Ella baja y junta lo que puede en recipientes y vuelve a subir más de 60 escalones cargando dos baldes de 15 litros cada uno. Y en ese momento, cuando le duelen la espalda y los brazos, la niebla se convierte en una bendición.
La empresa estatal del agua en Lima enfrenta un enorme desafío para construir conexiones en zonas tan elevadas e inaccesibles como el barrio de Flores. Según datos oficiales, en ocasiones colocar una sola conexión a una casa puede costar US$ 35,000. “Hay zonas donde para construir un reservorio en un cerro se tuvo que llevar maquinaria en helicóptero porque era más barato que hacer una carretera por donde transportar la maquinaria”, dijo Jorge Poma, un ingeniero experto que fue asesor de la alta gerencia de la empresa que brinda agua a la capital.

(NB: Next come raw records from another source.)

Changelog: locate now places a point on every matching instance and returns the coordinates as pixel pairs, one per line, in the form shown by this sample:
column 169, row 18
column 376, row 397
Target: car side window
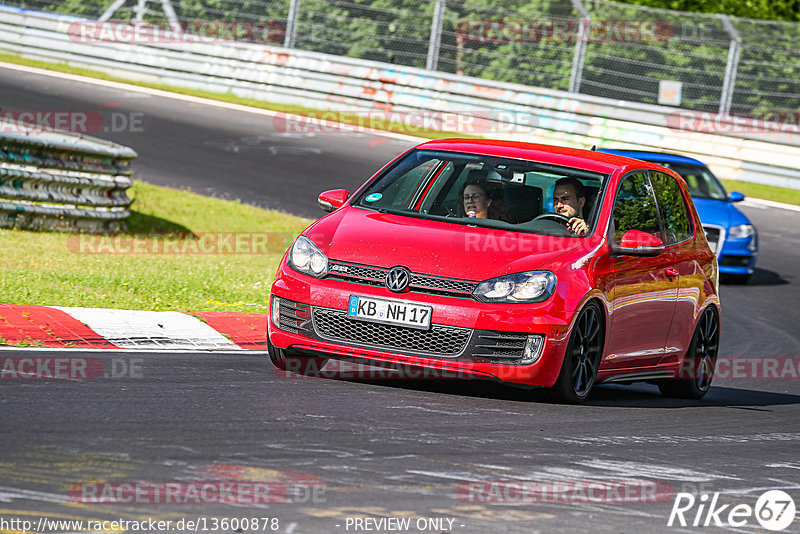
column 635, row 207
column 675, row 214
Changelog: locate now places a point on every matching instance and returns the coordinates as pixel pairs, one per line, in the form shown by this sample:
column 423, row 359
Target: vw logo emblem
column 397, row 279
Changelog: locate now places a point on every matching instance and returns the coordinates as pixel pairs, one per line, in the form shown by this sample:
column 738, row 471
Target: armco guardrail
column 736, row 149
column 63, row 182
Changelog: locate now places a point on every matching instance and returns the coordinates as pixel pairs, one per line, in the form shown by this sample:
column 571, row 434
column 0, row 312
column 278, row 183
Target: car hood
column 719, row 212
column 432, row 247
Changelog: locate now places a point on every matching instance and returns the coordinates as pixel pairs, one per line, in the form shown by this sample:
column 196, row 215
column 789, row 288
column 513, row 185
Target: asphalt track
column 381, row 449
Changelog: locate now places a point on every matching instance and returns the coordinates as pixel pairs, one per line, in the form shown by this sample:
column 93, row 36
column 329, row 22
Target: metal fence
column 594, row 47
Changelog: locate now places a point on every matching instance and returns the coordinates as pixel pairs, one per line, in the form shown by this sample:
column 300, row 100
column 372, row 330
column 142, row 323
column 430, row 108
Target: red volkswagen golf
column 529, row 264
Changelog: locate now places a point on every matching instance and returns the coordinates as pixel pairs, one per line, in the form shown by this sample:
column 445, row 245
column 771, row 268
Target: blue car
column 728, row 231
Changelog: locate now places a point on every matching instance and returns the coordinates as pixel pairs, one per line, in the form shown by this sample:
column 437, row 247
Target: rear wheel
column 285, row 361
column 582, row 359
column 697, row 371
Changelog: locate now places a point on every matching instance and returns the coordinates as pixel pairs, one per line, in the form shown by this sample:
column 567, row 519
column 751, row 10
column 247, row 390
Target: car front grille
column 439, row 341
column 294, row 316
column 418, row 282
column 500, row 347
column 715, row 237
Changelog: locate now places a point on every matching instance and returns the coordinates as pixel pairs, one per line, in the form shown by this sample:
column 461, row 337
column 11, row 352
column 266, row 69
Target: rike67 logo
column 774, row 510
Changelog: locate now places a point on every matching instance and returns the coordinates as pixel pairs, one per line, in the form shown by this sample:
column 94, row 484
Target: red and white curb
column 98, row 328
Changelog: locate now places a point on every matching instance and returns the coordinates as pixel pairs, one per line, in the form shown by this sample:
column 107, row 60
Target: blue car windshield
column 701, row 181
column 504, row 193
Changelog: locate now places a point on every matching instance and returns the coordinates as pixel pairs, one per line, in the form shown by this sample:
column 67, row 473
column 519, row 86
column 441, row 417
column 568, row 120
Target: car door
column 642, row 290
column 678, row 231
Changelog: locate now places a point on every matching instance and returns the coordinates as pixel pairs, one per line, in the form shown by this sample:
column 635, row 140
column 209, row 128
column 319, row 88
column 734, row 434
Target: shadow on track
column 760, row 277
column 638, row 396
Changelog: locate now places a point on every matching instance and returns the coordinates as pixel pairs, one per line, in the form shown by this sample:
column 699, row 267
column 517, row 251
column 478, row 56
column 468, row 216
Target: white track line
column 133, row 329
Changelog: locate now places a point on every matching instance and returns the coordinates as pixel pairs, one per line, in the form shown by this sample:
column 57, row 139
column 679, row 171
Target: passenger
column 569, row 197
column 477, row 201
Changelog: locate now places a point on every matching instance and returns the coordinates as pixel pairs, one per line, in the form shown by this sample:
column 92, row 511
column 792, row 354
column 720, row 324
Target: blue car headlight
column 305, row 257
column 741, row 231
column 530, row 286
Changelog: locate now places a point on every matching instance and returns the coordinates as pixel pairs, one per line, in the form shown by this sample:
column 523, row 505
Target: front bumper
column 467, row 337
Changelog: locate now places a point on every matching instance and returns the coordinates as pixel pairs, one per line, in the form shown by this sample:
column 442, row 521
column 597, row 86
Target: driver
column 569, row 198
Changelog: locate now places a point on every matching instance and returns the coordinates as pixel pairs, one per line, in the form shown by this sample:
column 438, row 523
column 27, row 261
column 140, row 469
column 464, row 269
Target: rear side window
column 635, row 207
column 675, row 214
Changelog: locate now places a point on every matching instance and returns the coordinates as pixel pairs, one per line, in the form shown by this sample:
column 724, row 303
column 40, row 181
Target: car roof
column 591, row 160
column 646, row 155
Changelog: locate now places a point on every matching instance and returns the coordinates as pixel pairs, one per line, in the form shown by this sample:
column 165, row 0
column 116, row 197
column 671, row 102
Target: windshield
column 509, row 194
column 701, row 181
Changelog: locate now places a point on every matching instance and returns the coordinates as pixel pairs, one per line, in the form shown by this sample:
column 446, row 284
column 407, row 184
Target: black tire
column 582, row 358
column 303, row 365
column 697, row 370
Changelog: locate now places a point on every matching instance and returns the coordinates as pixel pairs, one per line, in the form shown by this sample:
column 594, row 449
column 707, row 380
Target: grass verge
column 184, row 252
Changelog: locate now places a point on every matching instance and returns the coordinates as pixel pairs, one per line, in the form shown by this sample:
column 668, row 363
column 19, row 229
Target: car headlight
column 305, row 257
column 531, row 286
column 741, row 231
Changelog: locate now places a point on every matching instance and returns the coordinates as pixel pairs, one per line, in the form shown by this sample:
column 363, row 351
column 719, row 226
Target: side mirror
column 333, row 199
column 638, row 243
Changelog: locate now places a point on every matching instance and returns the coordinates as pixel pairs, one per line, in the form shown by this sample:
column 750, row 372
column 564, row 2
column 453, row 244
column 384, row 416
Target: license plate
column 395, row 312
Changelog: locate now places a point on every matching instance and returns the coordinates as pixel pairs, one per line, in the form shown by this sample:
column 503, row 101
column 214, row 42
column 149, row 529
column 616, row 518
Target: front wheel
column 697, row 369
column 582, row 359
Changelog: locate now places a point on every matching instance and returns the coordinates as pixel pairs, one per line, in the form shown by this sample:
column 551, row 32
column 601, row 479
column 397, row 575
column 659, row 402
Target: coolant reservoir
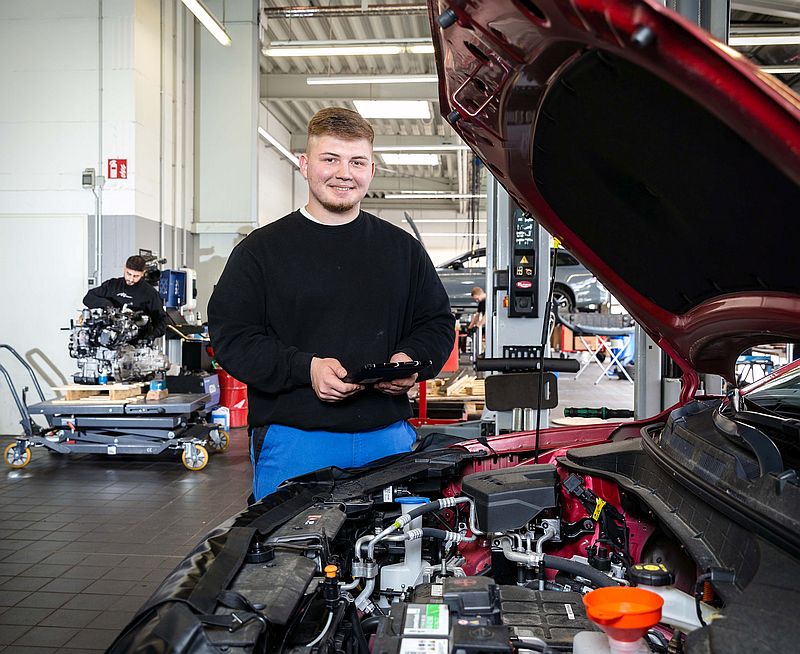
column 624, row 614
column 405, row 575
column 680, row 610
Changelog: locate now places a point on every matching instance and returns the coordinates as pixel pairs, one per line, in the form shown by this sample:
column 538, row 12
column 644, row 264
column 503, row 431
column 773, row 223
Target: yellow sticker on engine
column 598, row 508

En promedio convertir en realidad el sueño de tener agua en un grifo dentro de casa puede durar siete años y hay zonas de Lima donde esperan hace medio siglo pese a los reiterados pedidos.

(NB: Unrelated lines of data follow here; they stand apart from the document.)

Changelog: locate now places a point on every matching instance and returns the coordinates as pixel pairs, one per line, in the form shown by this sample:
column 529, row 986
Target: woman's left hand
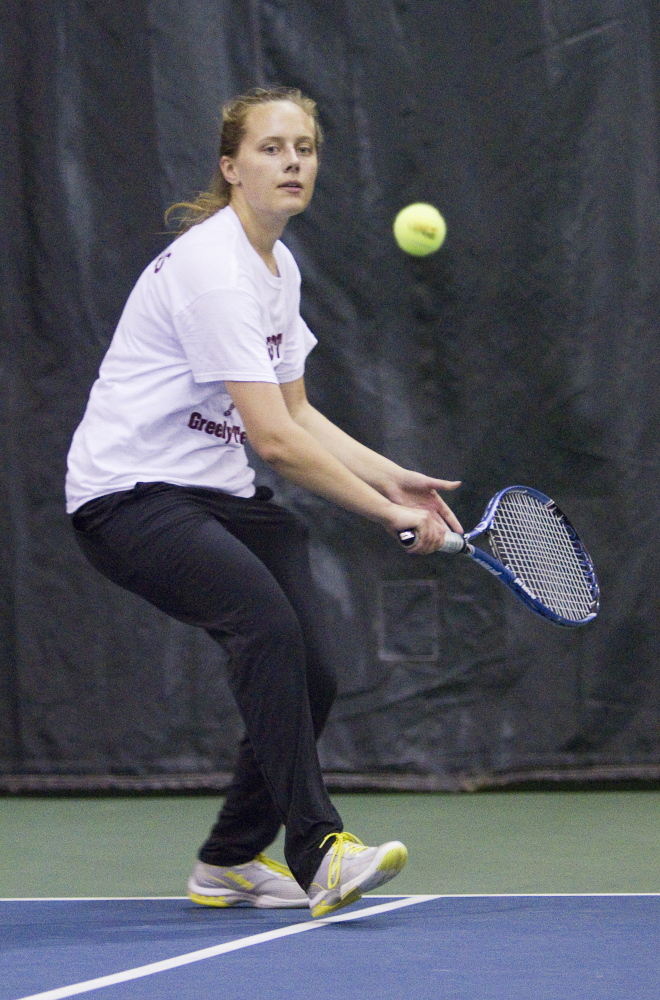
column 413, row 489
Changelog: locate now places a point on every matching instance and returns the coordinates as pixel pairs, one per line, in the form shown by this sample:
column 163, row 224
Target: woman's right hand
column 430, row 532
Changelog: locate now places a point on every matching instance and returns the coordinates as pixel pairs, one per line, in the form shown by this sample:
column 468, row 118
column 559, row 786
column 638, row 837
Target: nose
column 293, row 158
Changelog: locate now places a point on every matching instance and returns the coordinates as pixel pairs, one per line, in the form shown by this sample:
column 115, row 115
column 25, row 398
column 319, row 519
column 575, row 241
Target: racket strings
column 537, row 545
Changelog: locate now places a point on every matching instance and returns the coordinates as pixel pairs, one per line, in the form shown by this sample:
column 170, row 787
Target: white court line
column 219, row 949
column 374, row 895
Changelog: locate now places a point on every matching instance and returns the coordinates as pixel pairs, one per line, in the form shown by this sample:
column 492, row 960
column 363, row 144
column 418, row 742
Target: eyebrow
column 280, row 138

“En este lugar es casi imposible que Sedapal (la empresa de agua en Lima) pueda traer agua potable para consumo humano y si lo hacen será en muchos años en 10, 15, 20 años o hasta en 50 años”, dijo Abel Cruz, presidente de la organización no gubernamental Movimiento Peruanos sin agua, parado cerca de la casa de Flores y cuya organización ha impulsado la difusión de los atrapanieblas en todo el país.
Como la niebla impide el secado natural de la ropa que Flores y sus vecinos cuelgan en cordeles, adquiere mal olor. En ocasiones ella carga un recipiente donde lleva sus prendas a lavar y secar en la casa de un familiar en las zonas bajas, donde el sol sale con más frecuencia. “Estar cargando agua, pidiendo agua, es lo peor”, manifestó.
Desde que empezó la pandemia de COVID-19 -que ha matado a casi 200,000 personas en Perú-, los vecinos con empleo fijo son escasos en el barrio de Flores. Algunos con trabajos temporales cruzan un muro cercano de 10 kilómetros de largo que los separa de una zona rica con mansiones, automóviles de lujo, guardias, piscinas y árboles. Los hombres laboran de jardineros y las mujeres de mucamas.
Flores trabajó en una de esas casas donde el agua está disponible las 24 horas con “sólo aplastar un botón”. “Una puede ducharse en cualquier momento, lavar los platos sin mucho esfuerzo o regar las plantas del jardín con mangueras”, dijo. “Se siente una libertad y un alivio enorme”, añadió con amargura al compararlo con su vida marcada por la escasez de agua y el fastidio de la niebla.
La mujer que habla el idioma indígena quechua y llegó de los Andes a los 8 años para trabajar de mucama, aprendió a hablar español obligada por los insultos de su patrona. “La verdad yo siento envidia que tengan agua otra gente, duele ver a tus vecinos estar sin agua, sucios, andando dos, tres días con la misma ropa para poder ahorrarnos, porque como ve aquí no se seca la ropa”, añadió como si hablara consigo misma mientras un grupo de perros se atacaban entre sí a mordiscones.
Relató que junto a su marido e hijo decidieron vivir en la zona más alta e inhabitada del cerro porque no tenían dinero para alquilar un cuarto en una zona baja de la ciudad. Invadió la tierra que ahora posee como miles lo han hecho en los últimos 60 años en Perú, sin planificación y en medio del desinterés de las autoridades por ofrecer opciones de vivienda adecuada a la clase trabajadora.
“Prefiero el agua que la luz, prefiero estar con una vela, no importa la oscuridad, la necesidad es el agua”, manifestó.